I'm sorry for not getting back to you sooner. Here are the WikiText2 perplexity results for the Llama-2 model.

LLaMA-2 7B 13B
FP 5.12 4.57
OWQ 3.01 6.21 5.25
OWQ 3.01 g128 5.81 4.98
OWQ 3.1 5.75 5.07
OWQ 4.01 5.40 4.73
OWQ 4.01 g128 5.25 4.66
OWQ 4.1 5.29 4.69

I hope this helps you in your cross-checking.

Best regards, Changhun

seannz commented 2 months ago

Thanks Changhun!

seannz commented 2 months ago

Hello again Changhun — are the results posted above for WT2-test? For FP16 I have PPLs of 5.47 (7B) and 4.88 (13B).

Many thanks, Sean

seannz commented 2 months ago

Curiously, the AWQ paper (https://arxiv.org/abs/2306.00978, Table 4) also reports the same FP16 WikiText2 PPLs as me. I also ran your code and it is indeed giving me the FP16 results shown above, so I wonder where the discrepancy is coming from!
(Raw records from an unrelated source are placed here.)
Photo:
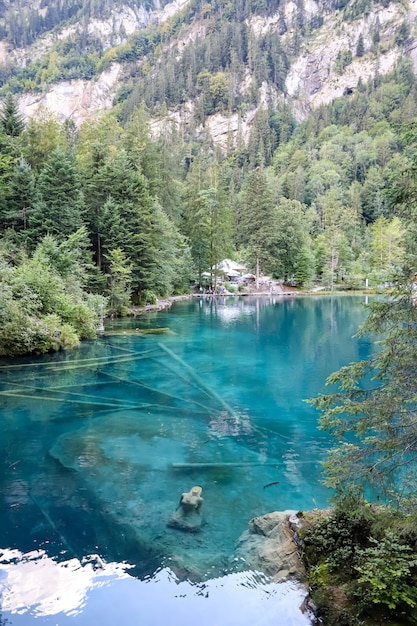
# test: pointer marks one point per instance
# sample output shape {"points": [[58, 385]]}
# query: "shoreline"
{"points": [[166, 303]]}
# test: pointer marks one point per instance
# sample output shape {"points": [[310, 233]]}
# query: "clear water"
{"points": [[98, 444]]}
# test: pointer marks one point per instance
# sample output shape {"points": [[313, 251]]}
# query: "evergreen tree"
{"points": [[22, 197], [11, 121], [59, 206], [360, 46], [256, 219]]}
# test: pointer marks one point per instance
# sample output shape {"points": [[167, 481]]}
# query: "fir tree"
{"points": [[11, 121], [59, 206]]}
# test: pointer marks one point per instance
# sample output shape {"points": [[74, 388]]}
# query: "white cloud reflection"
{"points": [[37, 582], [36, 589]]}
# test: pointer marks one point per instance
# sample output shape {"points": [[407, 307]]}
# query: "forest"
{"points": [[140, 217]]}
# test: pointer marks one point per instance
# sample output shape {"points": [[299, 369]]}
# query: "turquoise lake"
{"points": [[98, 444]]}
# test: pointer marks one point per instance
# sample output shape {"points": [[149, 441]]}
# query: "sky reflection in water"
{"points": [[99, 443]]}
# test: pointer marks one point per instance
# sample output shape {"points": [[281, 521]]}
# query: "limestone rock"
{"points": [[268, 546]]}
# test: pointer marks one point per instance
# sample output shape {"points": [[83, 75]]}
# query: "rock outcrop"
{"points": [[269, 546]]}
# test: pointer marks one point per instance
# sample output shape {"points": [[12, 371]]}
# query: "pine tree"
{"points": [[256, 219], [59, 206], [360, 47], [11, 121], [22, 197]]}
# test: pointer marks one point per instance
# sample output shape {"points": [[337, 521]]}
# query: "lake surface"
{"points": [[97, 445]]}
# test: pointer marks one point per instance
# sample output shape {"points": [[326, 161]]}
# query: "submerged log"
{"points": [[209, 465], [137, 331]]}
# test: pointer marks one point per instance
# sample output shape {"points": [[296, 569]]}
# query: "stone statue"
{"points": [[187, 515]]}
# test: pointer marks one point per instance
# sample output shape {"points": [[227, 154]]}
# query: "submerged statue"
{"points": [[187, 514]]}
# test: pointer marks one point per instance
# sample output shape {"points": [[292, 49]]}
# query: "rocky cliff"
{"points": [[345, 46]]}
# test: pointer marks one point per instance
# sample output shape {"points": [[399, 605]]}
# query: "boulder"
{"points": [[269, 546]]}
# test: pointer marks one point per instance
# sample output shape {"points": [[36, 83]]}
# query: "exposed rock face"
{"points": [[76, 99], [312, 80], [268, 546]]}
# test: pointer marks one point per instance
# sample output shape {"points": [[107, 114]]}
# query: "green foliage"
{"points": [[42, 309], [385, 570], [362, 570], [119, 282], [11, 122]]}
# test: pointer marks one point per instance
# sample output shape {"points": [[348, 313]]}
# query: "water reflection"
{"points": [[99, 443], [37, 588]]}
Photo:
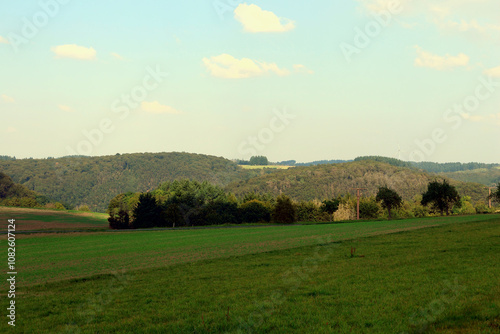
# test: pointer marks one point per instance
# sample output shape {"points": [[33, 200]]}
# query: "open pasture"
{"points": [[435, 275], [52, 257], [52, 220]]}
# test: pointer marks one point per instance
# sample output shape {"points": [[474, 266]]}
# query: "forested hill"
{"points": [[94, 181], [432, 167], [327, 181]]}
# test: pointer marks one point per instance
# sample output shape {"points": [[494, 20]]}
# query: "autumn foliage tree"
{"points": [[389, 199], [442, 196]]}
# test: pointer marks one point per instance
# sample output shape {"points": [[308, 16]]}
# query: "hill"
{"points": [[431, 167], [487, 176], [94, 181], [14, 194], [327, 181]]}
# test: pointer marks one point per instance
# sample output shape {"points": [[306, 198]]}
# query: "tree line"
{"points": [[192, 203]]}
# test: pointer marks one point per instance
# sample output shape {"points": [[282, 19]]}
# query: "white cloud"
{"points": [[156, 108], [254, 19], [493, 72], [427, 59], [491, 118], [8, 99], [65, 108], [302, 69], [74, 51], [117, 56], [464, 26], [226, 66]]}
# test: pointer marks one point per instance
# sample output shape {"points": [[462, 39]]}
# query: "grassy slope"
{"points": [[77, 255], [38, 219], [486, 176], [442, 279]]}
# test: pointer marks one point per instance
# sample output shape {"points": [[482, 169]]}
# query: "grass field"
{"points": [[39, 219], [436, 275]]}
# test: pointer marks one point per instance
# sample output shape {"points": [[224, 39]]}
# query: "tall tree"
{"points": [[284, 211], [441, 195], [389, 199], [147, 213], [495, 195]]}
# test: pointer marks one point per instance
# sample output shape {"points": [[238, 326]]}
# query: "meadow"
{"points": [[433, 275]]}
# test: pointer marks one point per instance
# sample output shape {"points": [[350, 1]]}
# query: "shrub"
{"points": [[254, 211], [147, 212], [83, 208], [330, 206], [284, 211], [119, 221], [482, 207], [344, 212], [368, 208]]}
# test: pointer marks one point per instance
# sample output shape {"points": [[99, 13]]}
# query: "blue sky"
{"points": [[285, 79]]}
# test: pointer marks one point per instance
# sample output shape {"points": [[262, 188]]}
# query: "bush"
{"points": [[83, 208], [284, 211], [147, 212], [482, 207], [307, 211], [217, 213], [344, 212], [330, 206], [254, 211], [368, 208]]}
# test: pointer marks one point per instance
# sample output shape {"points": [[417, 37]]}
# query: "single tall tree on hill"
{"points": [[147, 213], [389, 198], [441, 195], [495, 195]]}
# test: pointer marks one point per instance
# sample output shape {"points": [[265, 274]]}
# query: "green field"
{"points": [[434, 274], [52, 220]]}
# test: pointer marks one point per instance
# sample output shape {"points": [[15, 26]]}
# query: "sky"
{"points": [[415, 80]]}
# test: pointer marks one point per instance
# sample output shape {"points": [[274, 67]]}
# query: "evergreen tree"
{"points": [[389, 199], [442, 196]]}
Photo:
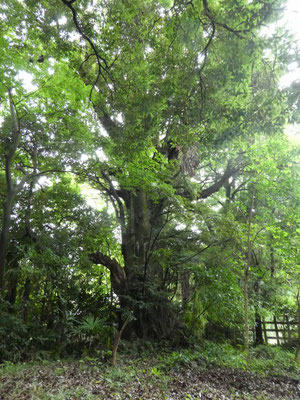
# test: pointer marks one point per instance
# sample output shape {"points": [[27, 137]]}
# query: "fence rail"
{"points": [[284, 332]]}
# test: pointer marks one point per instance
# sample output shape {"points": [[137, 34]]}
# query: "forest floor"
{"points": [[185, 375]]}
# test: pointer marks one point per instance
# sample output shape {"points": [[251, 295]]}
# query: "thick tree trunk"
{"points": [[139, 285]]}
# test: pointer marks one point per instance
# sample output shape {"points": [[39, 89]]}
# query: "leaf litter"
{"points": [[140, 380]]}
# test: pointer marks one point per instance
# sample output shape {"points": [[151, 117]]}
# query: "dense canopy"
{"points": [[147, 183]]}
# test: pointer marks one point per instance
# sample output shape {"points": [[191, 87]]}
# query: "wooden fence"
{"points": [[279, 331]]}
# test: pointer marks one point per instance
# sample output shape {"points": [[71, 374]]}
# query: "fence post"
{"points": [[276, 331]]}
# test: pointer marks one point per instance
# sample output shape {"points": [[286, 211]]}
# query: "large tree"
{"points": [[170, 84]]}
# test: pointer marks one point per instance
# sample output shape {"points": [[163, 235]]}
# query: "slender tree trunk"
{"points": [[246, 311], [10, 147], [4, 236], [298, 319], [246, 276], [26, 299], [258, 330]]}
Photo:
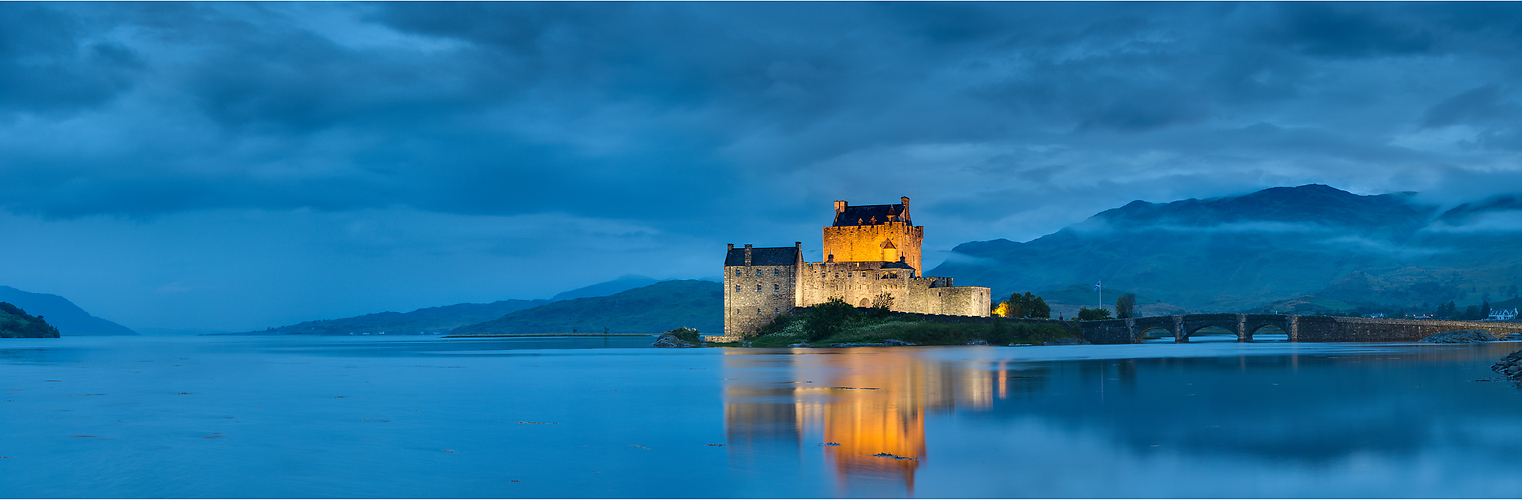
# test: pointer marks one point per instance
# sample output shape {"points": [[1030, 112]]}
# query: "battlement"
{"points": [[869, 250]]}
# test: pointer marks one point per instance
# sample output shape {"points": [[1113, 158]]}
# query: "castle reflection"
{"points": [[865, 406]]}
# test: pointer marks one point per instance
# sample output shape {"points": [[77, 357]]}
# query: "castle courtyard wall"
{"points": [[865, 243]]}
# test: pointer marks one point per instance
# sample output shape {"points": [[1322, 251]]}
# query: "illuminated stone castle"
{"points": [[868, 250]]}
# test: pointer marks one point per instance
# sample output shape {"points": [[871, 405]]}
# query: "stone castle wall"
{"points": [[757, 294], [865, 243], [786, 287]]}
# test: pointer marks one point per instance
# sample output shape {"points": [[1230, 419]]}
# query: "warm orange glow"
{"points": [[868, 403]]}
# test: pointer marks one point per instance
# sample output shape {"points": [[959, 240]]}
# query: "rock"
{"points": [[670, 341], [1510, 367], [1460, 336]]}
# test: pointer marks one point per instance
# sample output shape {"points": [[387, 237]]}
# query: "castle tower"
{"points": [[874, 233]]}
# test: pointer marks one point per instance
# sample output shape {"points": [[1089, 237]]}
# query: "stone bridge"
{"points": [[1299, 329]]}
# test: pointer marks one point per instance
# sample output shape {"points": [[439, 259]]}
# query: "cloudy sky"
{"points": [[236, 166]]}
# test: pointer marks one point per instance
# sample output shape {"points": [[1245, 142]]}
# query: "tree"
{"points": [[1093, 313], [828, 318], [1127, 306], [1026, 306]]}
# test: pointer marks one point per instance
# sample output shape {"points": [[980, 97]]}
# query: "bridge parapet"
{"points": [[1299, 329]]}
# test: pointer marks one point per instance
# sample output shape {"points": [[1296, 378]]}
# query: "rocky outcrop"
{"points": [[1510, 367], [670, 341], [886, 342], [1460, 336]]}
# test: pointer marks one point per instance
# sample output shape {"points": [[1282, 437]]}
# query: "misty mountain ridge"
{"points": [[1242, 253], [61, 313], [652, 309]]}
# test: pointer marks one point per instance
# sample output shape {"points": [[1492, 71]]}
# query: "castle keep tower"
{"points": [[868, 251], [874, 233]]}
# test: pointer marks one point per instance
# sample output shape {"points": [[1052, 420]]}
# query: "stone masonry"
{"points": [[869, 250]]}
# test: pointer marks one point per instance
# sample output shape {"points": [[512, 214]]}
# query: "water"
{"points": [[608, 417]]}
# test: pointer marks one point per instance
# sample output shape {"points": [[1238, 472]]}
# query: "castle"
{"points": [[868, 251]]}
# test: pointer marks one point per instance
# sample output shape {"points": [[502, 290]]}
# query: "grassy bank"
{"points": [[825, 324]]}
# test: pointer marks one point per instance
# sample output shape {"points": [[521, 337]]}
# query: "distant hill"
{"points": [[1244, 253], [15, 322], [61, 313], [606, 287], [652, 309], [429, 319]]}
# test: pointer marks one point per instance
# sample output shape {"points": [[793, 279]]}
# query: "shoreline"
{"points": [[548, 335]]}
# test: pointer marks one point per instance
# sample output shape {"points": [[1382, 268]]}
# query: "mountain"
{"points": [[652, 309], [606, 287], [17, 324], [1244, 253], [429, 319], [61, 313]]}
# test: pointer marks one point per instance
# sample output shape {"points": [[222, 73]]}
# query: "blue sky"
{"points": [[238, 166]]}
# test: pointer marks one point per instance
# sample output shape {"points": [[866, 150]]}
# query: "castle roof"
{"points": [[770, 256], [871, 215]]}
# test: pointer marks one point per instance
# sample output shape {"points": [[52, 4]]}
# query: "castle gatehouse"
{"points": [[868, 251]]}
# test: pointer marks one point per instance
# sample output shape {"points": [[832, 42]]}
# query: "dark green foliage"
{"points": [[1093, 313], [881, 304], [1127, 306], [690, 335], [1028, 306], [15, 322], [827, 319]]}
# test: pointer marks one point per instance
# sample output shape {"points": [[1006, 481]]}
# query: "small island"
{"points": [[17, 324]]}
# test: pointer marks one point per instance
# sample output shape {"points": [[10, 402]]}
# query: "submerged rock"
{"points": [[1460, 336], [1510, 367], [670, 341]]}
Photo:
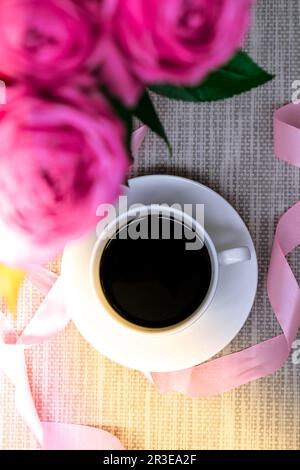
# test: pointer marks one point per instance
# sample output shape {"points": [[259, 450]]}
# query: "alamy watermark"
{"points": [[154, 221]]}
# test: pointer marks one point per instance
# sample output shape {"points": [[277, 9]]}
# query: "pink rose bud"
{"points": [[173, 41], [59, 159]]}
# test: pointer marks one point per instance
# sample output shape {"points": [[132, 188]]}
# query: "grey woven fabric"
{"points": [[228, 146]]}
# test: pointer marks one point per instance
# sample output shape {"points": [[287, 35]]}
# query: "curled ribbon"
{"points": [[49, 320], [211, 378], [231, 371]]}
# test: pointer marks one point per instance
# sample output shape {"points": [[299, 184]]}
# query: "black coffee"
{"points": [[155, 282]]}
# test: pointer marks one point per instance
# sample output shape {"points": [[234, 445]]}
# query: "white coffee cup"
{"points": [[218, 258]]}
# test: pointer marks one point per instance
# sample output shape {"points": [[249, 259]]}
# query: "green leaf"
{"points": [[239, 75], [125, 115], [146, 112]]}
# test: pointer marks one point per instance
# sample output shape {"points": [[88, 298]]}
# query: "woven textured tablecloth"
{"points": [[227, 146]]}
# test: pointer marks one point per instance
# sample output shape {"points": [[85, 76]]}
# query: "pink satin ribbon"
{"points": [[50, 319], [211, 378]]}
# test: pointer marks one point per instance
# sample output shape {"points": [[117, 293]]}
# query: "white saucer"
{"points": [[215, 328]]}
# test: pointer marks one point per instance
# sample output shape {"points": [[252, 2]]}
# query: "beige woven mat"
{"points": [[227, 146]]}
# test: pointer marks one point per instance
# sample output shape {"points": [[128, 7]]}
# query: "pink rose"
{"points": [[174, 41], [58, 161], [49, 40]]}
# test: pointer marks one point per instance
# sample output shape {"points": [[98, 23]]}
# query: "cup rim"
{"points": [[95, 260]]}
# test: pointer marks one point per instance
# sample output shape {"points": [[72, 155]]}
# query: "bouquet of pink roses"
{"points": [[76, 73]]}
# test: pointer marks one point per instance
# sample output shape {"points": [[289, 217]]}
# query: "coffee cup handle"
{"points": [[234, 255]]}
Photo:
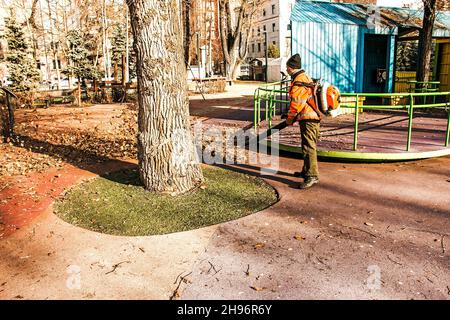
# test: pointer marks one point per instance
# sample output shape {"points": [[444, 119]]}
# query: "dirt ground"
{"points": [[366, 231]]}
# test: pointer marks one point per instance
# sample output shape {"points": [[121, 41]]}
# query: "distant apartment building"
{"points": [[272, 19]]}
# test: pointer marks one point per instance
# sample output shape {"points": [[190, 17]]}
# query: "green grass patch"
{"points": [[118, 204]]}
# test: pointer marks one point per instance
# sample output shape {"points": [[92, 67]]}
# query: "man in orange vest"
{"points": [[304, 110]]}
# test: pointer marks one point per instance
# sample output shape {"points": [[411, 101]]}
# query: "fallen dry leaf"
{"points": [[258, 288]]}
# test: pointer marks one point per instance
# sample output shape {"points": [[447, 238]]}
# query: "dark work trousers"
{"points": [[309, 130]]}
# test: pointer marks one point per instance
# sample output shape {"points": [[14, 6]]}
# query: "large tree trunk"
{"points": [[235, 25], [166, 151], [425, 41]]}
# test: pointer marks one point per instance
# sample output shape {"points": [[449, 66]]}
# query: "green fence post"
{"points": [[355, 138], [269, 110], [447, 134], [411, 113], [255, 108]]}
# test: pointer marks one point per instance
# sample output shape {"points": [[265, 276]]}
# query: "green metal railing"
{"points": [[270, 95]]}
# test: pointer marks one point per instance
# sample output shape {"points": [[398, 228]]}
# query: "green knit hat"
{"points": [[295, 62]]}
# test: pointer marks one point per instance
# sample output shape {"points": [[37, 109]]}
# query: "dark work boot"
{"points": [[299, 174], [308, 183]]}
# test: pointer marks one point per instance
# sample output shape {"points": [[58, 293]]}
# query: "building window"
{"points": [[54, 64]]}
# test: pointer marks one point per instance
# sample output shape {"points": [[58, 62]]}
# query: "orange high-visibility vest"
{"points": [[302, 99]]}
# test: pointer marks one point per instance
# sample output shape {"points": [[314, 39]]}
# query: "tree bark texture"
{"points": [[166, 151]]}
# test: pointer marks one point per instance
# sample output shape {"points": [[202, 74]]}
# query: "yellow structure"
{"points": [[444, 64]]}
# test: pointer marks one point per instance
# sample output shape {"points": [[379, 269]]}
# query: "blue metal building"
{"points": [[351, 45]]}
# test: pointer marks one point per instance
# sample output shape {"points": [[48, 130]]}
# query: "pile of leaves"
{"points": [[36, 149]]}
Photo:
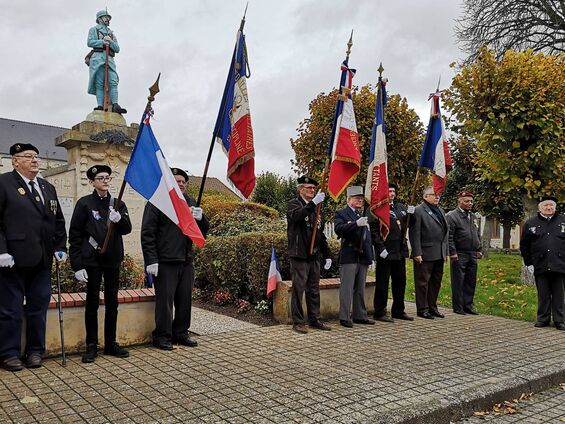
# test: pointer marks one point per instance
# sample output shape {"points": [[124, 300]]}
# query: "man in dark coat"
{"points": [[429, 241], [355, 256], [464, 251], [391, 260], [305, 267], [90, 222], [32, 230], [169, 257], [543, 248]]}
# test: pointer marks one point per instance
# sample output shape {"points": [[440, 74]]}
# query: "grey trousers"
{"points": [[352, 291]]}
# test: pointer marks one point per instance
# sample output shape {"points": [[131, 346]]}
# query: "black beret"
{"points": [[22, 147], [93, 171], [178, 171], [306, 180], [552, 198]]}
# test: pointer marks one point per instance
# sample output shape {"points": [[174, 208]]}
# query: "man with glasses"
{"points": [[91, 218], [305, 267], [428, 238], [32, 230]]}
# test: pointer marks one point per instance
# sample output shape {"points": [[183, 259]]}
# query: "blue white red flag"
{"points": [[150, 175], [233, 127], [435, 153], [376, 186], [344, 144], [274, 274]]}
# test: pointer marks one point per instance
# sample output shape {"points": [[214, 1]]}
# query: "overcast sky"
{"points": [[295, 51]]}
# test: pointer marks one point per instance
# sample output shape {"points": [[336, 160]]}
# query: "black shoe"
{"points": [[114, 349], [116, 108], [319, 325], [12, 364], [91, 353], [425, 315], [163, 344], [436, 314], [185, 341], [34, 360], [364, 321], [404, 316]]}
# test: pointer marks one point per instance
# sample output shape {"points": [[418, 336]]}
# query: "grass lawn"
{"points": [[499, 290]]}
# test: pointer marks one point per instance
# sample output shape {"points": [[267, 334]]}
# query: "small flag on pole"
{"points": [[344, 145], [376, 187], [233, 127], [274, 274], [150, 175], [435, 153]]}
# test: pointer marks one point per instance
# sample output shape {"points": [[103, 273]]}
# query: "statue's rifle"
{"points": [[153, 90]]}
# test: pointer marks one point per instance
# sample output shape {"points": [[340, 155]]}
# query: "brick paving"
{"points": [[411, 372], [544, 407]]}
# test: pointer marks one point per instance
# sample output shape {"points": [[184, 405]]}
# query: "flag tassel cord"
{"points": [[153, 90], [328, 156]]}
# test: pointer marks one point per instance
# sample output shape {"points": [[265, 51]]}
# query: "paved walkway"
{"points": [[411, 372]]}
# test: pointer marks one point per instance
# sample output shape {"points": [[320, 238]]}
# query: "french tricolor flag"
{"points": [[274, 274], [435, 153], [150, 175]]}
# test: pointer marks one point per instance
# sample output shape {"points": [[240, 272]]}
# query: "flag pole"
{"points": [[328, 156], [153, 90], [216, 129]]}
xvyaward commented 2 months ago

Hello Sean,

I used args.seqlen = 4096 for the results above, as Llama-2 supports 4K context windows! I confirmed that I also got 5.47 (7B) and 4.88 (13B) when using args.seqlen = 2048.

You can try this by manually modifying the code here.

I'm not sure which option is more common, but I think you can choose according to your preference. Since Llama-1 has a 2K sequence window, the change will not affect the scores reported by OWQ.

I hope this answers to your question!

Sincerely, Changhun

seannz commented 2 months ago

Makes sense now, thanks so much Changhun!